Assessment of Marine Mammal Impact Zones for Use of Military Sonar in the Baltic Sea.

Military sonars are known to have caused cetaceans to strand. Navies in shallow seas use different frequencies and sonar pulses, commonly frequencies between 25 and 100 kHz, compared with most studied NATO sonar systems that have been evaluated for their environmental impact. These frequencies match the frequencies of best hearing in the harbor porpoises and seals resident in the Baltic Sea. This study uses published temporary and permanent threshold shifts, measured behavioral response thresholds, technical specifications of a sonar system, and environmental parameters affecting sound propagation common for the Baltic Sea to estimate the impact zones for harbor porpoises and seals.

Noise Exposure Criteria for Harbor Porpoises.
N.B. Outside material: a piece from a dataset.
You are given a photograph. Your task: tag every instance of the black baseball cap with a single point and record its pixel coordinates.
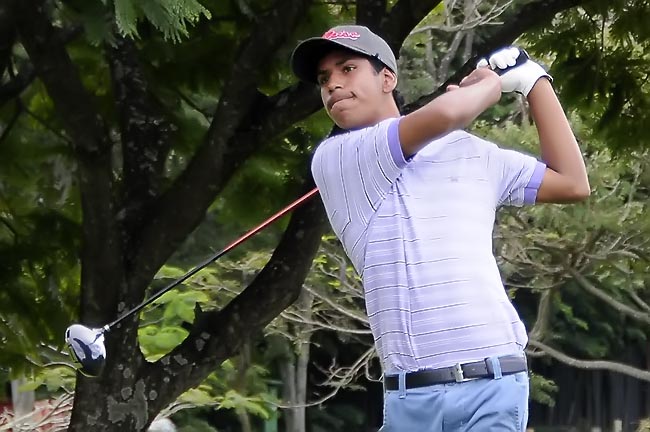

Despite a major research effort, no generally accepted exposure limits are available for harbor porpoises. Recent studies of the temporary threshold shift (TTS) in porpoises indicate that the sound exposure levels (SELs) required to induce low levels of TTS depend on stimulus frequency and roughly parallel the shape of the audiogram. A number of studies on behavioral avoidance reactions (negative phonotaxis) to pingers, seal scarers, and pile driving show a similar dependence on stimulus frequency. Both TTS and behavioral data suggest that weighting sound pressure levels with a filter function resembling the inverted audiogram would be appropriate.